The petitioner's contention is that the new rules give the government unbridled and completely unguided power to decide the terms of service of the tribunal members. The rules have severely compromised the minimum qualifications for the NGT members. “People like you and me with no judicial or legal training and experience are now eligible for heading the highest position as well as the search and selection committee. Even a person who has been a judicial member or an expert member for three years is qualified to be the NGT's chairperson. Right now, the only qualification required is that the person should be close to the ruling party,” says Vikrant Tongad, who heads SAFE.

“The problem with the new rules is that it gives primacy to the executive in the appointment and removal of the members of tribunals like NGT, and this severely affects their independence,” says Tongad. The petition by SAFE states that the new rules are “destroying the separation of powers between the branches of government and independence of judiciary enshrined in the Constitution, in complete violation of the basic structure of the constitution”.

“The changes seem clearly designed to destroy it (the NGT) by taking away its independence. This is totally unacceptable and we hope the Supreme Court will strike it down and the members of the Parliament, the media and citizens will oppose the move,” says Himanshu Thakkar.

“The NGT had a dedicated jurisdiction in environmental matters to provide speedy environmental justice and help reduce the burden of litigation in the higher courts. We are faced with a situation of the executive taking over the judiciary,” says Tongad.

Centre seeks unbridled power

Opposition to this move came more recently from Jairam Ramesh, former environment minister, who moved the Supreme Court in August 2017 against those provisions of the Finance Act 2017 that give undue power to the Centre to decide the functioning of the judiciary. The public interest litigation (PIL) by Ramesh notes that the new rules “uses the expression 'or' while laying down the qualifications for the chairperson now allows even a non-judicial member or an expert member to be a chairperson provided he has not less than three years of experience as a member. This is a serious encroachment into the composition and functioning of the NGT and cannot be constitutionally countenanced in light of several decisions of the Supreme Court.”

"By giving central government such unbridled power in relation to determination of such conditions of service of members of the NGT, the principle of separation of powers, which is a part of the basic structure of the Constitution, is being violated. The Supreme Court has repeatedly held that judiciary including the tribunals must be free from executive control," the petition states.

The petition pleads that the rules be declared as “ultra vires” (beyond its powers) given the NGT Act, 2010 and the Constitution. Ramesh argues that the government could have come up with an amendment to the NGT Act instead of taking the route of the Finance Bill. This could have been passed in the Lok Sabha after a debate. Jairam Ramesh’s PIL challenges sections 182, 183, 184 and 185 of the Finance Act, 2017 as well as the Rules framed under section 184.

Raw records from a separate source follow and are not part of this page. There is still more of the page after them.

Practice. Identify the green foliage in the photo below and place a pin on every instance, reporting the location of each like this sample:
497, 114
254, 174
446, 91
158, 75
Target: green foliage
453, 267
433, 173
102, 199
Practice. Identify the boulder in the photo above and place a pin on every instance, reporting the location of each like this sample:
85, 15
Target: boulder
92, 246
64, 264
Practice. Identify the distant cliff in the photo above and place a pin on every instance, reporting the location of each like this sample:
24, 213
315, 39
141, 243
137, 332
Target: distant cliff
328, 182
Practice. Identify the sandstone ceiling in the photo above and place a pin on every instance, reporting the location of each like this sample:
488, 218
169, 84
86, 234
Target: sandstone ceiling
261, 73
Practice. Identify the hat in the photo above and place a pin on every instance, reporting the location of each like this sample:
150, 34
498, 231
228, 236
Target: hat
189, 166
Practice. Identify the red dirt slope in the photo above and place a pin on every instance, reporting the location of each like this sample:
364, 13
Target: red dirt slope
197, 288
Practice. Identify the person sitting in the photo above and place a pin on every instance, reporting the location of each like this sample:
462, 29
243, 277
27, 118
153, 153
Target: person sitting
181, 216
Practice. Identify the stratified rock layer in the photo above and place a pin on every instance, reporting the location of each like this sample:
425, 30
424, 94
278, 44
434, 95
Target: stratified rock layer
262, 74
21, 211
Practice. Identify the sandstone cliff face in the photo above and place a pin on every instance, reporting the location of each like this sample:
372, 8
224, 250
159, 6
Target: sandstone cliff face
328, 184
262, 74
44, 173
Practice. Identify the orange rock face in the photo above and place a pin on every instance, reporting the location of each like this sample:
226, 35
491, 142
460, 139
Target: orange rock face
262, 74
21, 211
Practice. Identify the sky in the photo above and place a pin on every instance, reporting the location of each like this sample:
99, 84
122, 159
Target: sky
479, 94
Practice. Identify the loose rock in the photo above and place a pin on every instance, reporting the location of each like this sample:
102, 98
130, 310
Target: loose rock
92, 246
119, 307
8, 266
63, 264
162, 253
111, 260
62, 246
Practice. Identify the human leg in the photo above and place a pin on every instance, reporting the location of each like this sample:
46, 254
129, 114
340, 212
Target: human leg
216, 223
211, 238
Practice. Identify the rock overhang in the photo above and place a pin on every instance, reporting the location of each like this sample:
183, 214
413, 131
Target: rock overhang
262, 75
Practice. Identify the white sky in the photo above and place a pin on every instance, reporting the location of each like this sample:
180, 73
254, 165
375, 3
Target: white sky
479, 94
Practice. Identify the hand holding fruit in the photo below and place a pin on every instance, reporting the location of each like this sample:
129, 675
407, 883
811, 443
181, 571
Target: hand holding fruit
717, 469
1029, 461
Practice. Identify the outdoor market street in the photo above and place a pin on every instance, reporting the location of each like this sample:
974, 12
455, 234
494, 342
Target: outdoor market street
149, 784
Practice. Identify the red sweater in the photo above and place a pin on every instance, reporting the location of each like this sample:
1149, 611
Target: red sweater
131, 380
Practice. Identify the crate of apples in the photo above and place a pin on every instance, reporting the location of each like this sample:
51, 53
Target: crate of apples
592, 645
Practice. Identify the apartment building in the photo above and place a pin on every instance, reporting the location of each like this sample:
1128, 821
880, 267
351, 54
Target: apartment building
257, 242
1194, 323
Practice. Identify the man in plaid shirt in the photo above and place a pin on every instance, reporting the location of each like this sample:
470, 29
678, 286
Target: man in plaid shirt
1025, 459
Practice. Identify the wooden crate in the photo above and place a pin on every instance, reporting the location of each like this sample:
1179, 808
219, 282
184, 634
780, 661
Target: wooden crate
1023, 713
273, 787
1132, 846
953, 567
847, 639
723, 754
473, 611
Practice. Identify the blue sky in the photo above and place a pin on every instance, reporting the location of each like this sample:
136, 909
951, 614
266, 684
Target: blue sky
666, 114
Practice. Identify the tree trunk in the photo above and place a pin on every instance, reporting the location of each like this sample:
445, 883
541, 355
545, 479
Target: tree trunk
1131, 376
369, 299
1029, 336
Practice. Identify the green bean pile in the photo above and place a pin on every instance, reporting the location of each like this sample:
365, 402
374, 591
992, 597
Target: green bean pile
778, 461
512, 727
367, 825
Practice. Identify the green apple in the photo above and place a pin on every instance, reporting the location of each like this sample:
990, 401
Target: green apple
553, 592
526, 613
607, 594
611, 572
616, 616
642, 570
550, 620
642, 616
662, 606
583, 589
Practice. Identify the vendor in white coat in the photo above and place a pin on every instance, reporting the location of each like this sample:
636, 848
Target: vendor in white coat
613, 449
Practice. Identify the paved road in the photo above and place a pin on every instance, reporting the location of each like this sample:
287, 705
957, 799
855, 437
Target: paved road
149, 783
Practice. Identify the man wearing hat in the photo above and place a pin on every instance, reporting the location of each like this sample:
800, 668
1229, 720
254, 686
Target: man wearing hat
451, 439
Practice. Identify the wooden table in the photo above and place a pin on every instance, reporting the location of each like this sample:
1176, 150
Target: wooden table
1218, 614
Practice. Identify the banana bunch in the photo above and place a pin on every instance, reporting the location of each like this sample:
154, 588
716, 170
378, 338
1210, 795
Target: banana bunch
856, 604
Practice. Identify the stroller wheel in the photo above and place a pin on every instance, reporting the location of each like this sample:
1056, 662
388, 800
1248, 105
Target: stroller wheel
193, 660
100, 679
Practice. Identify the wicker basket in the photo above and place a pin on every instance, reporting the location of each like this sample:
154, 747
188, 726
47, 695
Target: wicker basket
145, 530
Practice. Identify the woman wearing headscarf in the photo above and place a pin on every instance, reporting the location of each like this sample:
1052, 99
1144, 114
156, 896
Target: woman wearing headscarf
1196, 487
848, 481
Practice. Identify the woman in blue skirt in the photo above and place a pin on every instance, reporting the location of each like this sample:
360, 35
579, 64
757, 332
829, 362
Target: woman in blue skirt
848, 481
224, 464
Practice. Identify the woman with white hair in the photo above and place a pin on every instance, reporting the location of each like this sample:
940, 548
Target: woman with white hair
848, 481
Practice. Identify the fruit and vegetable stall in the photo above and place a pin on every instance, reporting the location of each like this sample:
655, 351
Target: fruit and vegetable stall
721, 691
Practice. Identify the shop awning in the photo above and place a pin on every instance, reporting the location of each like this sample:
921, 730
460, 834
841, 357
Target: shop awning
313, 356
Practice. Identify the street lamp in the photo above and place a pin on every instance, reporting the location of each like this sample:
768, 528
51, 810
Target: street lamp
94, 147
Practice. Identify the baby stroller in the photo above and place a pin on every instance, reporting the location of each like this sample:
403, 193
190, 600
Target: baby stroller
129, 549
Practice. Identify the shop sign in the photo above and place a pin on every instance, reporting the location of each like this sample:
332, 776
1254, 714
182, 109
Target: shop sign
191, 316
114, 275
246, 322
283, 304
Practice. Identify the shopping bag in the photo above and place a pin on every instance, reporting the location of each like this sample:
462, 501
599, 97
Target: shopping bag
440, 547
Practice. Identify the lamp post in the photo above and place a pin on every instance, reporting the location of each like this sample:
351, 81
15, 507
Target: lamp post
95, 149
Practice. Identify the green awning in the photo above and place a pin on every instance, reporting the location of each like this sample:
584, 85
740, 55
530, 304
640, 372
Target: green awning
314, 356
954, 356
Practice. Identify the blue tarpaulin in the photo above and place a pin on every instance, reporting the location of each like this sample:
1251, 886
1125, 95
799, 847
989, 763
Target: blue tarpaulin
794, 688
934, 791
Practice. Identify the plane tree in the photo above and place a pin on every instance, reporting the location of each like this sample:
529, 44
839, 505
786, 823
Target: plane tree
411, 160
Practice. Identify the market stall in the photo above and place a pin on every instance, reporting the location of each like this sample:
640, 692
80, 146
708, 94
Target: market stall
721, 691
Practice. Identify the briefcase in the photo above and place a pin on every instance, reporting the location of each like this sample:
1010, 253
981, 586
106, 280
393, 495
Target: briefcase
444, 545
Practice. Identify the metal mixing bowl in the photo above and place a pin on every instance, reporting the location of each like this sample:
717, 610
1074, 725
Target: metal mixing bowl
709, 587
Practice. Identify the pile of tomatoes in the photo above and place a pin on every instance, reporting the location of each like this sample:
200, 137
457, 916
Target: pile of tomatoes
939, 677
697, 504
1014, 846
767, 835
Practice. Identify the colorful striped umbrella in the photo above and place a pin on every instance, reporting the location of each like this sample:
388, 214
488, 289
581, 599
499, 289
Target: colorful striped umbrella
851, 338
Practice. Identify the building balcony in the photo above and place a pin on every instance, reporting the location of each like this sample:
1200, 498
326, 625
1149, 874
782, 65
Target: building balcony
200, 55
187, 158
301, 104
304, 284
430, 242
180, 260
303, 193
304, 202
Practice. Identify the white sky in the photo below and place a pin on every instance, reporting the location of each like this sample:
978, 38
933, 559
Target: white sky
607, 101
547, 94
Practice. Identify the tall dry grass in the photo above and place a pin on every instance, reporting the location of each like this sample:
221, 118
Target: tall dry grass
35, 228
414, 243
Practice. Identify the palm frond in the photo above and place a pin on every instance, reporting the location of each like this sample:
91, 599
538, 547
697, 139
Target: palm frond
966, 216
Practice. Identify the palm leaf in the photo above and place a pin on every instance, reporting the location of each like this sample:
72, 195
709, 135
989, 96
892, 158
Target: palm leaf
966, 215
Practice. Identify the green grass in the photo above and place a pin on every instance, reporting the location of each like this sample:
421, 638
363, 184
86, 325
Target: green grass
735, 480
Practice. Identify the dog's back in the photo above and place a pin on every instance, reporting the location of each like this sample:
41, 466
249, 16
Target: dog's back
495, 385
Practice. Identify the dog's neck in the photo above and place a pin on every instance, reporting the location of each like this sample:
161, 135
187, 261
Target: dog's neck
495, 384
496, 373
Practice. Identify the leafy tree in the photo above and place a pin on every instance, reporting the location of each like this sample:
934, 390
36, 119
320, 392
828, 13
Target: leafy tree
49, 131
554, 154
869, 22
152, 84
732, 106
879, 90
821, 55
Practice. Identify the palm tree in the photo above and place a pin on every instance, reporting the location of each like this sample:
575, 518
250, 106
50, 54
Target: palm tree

An effective NGT was causing the government and big businesses a lot of unease. Experts believe that considering diluting the powers of the NGT by amending the NGT Act would have been politically dangerous and would have invited a lot of criticism, the government decided to do it surreptitiously.

A Supreme Court bench comprising Chief Justice J.S. Khehar and justice D.Y. Chandrachud has tagged the plea by Jairam Ramesh with the similar pending petition filed by SAFE and has issued a notice to the central government on the petitions. The ministries of law and justice and finance have been asked to respond to the plea, but the operation of the provisions of the Act and the rules have not been stalled yet.

There are not many such parallels in India’s environmental jurisprudence as the recent judgements by the NGT. Rendering the NGT powerless will leave us with not much hope.